Des Femmes Qui Tombent by Desproges Pierre

Des Femmes Qui Tombent by Desproges Pierre

Auteur:Desproges, Pierre [Desproges, Pierre]
La langue: fra
Format: epub
Tags: Humour
ISBN: 9782020089746
Éditeur: Seuil
Publié: 1985-12-09T23:00:00+00:00


Chapitre XIV

Un rayon blanc de petit matin s’immisçait maintenant aux franges des rideaux. Alain et Catherine avaient passé la nuit à remuer le souvenir de Claire.
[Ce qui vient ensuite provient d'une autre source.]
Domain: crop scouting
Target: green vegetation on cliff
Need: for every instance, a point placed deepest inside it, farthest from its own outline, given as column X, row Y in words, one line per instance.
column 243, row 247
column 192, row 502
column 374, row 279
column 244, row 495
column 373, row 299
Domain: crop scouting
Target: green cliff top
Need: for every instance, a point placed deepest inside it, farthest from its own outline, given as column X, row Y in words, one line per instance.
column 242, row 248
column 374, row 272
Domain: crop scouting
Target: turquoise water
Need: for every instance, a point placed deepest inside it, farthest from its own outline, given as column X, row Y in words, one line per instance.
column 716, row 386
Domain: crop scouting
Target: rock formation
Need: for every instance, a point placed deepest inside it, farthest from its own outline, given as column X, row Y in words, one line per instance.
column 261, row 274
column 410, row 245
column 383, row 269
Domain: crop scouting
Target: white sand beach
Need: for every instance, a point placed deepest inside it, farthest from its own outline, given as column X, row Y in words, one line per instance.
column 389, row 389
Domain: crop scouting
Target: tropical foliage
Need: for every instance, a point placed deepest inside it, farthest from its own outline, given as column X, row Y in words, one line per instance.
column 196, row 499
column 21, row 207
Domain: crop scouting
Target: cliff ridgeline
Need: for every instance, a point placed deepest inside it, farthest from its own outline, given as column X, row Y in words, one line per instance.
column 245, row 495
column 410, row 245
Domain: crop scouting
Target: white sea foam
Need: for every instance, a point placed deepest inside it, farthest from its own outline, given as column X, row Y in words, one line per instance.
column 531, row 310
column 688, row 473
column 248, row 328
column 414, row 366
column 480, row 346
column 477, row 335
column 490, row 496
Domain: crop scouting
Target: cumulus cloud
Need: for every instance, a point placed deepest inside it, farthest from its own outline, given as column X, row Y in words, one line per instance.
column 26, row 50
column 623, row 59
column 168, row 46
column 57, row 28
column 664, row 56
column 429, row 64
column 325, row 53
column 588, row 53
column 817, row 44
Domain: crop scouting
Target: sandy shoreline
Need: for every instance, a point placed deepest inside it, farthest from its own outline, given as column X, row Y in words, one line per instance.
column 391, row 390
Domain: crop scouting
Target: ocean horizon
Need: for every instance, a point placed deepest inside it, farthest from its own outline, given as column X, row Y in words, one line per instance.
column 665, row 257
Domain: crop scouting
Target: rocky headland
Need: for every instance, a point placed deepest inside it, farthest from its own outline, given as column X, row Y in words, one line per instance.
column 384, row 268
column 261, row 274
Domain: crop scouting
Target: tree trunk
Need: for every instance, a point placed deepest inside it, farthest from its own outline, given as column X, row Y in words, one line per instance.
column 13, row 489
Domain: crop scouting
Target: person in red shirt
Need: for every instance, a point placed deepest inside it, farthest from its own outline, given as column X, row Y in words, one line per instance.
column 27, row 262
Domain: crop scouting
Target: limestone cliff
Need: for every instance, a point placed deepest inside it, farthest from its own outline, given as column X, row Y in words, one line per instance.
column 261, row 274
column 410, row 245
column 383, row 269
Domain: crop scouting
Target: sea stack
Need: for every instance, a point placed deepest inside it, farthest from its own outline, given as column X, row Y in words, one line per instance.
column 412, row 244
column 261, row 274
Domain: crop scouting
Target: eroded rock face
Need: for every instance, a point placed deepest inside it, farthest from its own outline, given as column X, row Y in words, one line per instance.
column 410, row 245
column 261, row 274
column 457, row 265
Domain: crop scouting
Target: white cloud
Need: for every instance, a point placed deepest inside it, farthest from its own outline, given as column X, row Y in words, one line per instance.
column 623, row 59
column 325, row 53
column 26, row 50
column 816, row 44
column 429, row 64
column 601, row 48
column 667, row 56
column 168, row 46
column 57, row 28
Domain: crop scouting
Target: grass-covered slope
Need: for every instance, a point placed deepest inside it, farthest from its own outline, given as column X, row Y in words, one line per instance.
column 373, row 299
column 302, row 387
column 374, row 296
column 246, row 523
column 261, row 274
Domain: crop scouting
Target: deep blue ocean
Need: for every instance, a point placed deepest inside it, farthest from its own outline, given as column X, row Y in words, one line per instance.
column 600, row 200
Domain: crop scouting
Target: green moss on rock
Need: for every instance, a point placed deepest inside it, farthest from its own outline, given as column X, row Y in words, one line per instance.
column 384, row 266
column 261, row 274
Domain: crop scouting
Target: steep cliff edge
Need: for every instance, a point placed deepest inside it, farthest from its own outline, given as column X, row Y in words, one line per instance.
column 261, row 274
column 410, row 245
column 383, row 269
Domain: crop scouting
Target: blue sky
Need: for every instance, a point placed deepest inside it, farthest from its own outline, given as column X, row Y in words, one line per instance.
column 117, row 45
Appuyé sur un coude, auprès d’elle étendue sur la moquette, l’homme contemplait la tranquille beauté mûre de ce corps de femme à l’apogée de sa séduction. La quarantaine lui allait comme le vert sied aux roux. L’imminence de son déclin, que voulait la ridule à son cou, semblait repoussée aux calendes par soif d’amour régénérant et de salubres fredaines. Alain chantonnait une mélopée d’automne, un peu à côté de sa voix, comme souvent au réveil. C’était un chant machinal et sans joie qui lui venait de l’instinct, car il avait plus envie de pleurer, et Catherine le savait.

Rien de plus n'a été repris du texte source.